Князь Андрей, говоря это, был еще менее похож, чем прежде, на того господина, который лежал, развалившись, в креслах Анны Павловны, и сквозь зубы, щурясь, говорил французские фразы. Его сухое коричневатое лицо все дрожало нервическим оживлением каждого мускула; глаза, в которых прежде казался потушенным огонь жизни, теперь блестели лучистым, ярким блеском. Видно было, что, чем безжизненнее казался он в обыкновенное время, тем энергичнее был он в эти минуты почти болезненного раздражения.
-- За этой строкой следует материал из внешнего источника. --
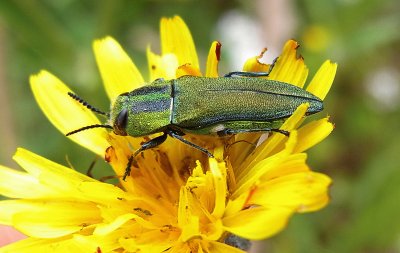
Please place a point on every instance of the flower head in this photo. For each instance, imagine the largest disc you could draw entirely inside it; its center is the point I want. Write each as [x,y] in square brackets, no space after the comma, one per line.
[177,199]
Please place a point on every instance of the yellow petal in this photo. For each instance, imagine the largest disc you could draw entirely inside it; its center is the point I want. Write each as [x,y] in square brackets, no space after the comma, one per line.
[219,177]
[323,79]
[254,65]
[51,219]
[16,184]
[299,191]
[289,67]
[187,70]
[117,70]
[34,245]
[257,223]
[218,247]
[188,223]
[313,133]
[67,114]
[37,165]
[162,66]
[214,56]
[252,174]
[106,228]
[176,39]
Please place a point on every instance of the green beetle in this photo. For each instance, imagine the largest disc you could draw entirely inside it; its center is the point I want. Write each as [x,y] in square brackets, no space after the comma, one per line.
[206,106]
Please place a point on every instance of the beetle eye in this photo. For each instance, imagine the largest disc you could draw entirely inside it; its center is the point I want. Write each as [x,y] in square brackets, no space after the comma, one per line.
[120,122]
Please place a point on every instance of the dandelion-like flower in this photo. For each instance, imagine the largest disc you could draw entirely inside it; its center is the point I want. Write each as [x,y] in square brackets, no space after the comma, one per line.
[178,199]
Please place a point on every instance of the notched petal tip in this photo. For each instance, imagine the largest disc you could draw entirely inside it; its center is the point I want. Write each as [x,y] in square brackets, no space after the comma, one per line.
[118,71]
[214,56]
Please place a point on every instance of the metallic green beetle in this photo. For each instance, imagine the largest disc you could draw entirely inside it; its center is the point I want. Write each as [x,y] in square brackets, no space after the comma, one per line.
[200,105]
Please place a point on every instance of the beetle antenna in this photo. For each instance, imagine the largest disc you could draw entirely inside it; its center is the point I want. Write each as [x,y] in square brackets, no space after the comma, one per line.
[88,127]
[90,107]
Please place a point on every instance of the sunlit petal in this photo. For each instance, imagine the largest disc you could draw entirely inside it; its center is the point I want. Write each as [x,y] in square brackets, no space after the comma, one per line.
[67,114]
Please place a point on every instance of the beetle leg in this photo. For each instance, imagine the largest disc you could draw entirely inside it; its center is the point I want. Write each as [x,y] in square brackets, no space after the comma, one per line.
[178,135]
[253,74]
[237,131]
[147,145]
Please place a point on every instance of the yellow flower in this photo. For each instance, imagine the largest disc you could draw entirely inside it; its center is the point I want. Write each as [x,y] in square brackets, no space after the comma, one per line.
[178,200]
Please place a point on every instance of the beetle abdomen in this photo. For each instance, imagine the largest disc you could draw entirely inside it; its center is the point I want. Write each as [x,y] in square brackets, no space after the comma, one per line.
[201,102]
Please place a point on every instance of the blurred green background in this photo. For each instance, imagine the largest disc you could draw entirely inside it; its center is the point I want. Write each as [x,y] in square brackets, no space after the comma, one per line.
[362,155]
– Ты не понимаешь, отчего я это говорю, – продолжал он. – Ведь это целая история жизни. Ты говоришь: Буонапарте и его карьера, – сказал он, хотя Пьер и не говорил про Буонапарте. – Ты говоришь: Буонапарте, но Буонапарте кончил курс в артиллерийском училище и вышел в свет, когда была война и дорога к славе была открыта каждому.

Пьер смотрел на друга, видимо, вперед готовый согласиться со всем, что бы тот ни сказал.

– Буонапарте вышел и сейчас же нашел то место, которое он должен был занять. И кто были у него друзья? Кто была Жозефина Богарне? Мои пять лет жизни по выходе из пажеского корпуса – гостиные, балы, любовные связи, праздность. Я теперь отправляюсь на войну, на величайшую войну, какая только бывала, а я ничего не знаю и никуда не гожусь. Я любезен и язвителен, и у Анны Павловны меня слушают, а я забыл, что знал. Я теперь только начал читать, но все это без связи. А без знания военной истории, математики, фортификации не может быть военного человека. И это глупое общество, без которого не может жить моя жена, и эти женщины… Я имел успех в свете. Самые изысканные женщины бросались мне на шею. И ежели бы ты мог знать, что такое все эти изысканные женщины, и вообще женщины! Отец мой прав. Он говорит, что природа не премудра, потому что она не могла выдумать средства к распространению рода человеческого помимо женщины. Эгоизм, тщеславие, тупоумие, ничтожество во всем – вот женщины, когда они показываются все так, как они есть. Посмотришь на них в свете, кажется, что-то есть, а ничего, ничего, ничего! Да, не женись, душа моя, не женись, – кончил князь Андрей, и так значительно покачал головой, как будто все то, что он сказал, была такая истина, в которой никто не мог сомневаться.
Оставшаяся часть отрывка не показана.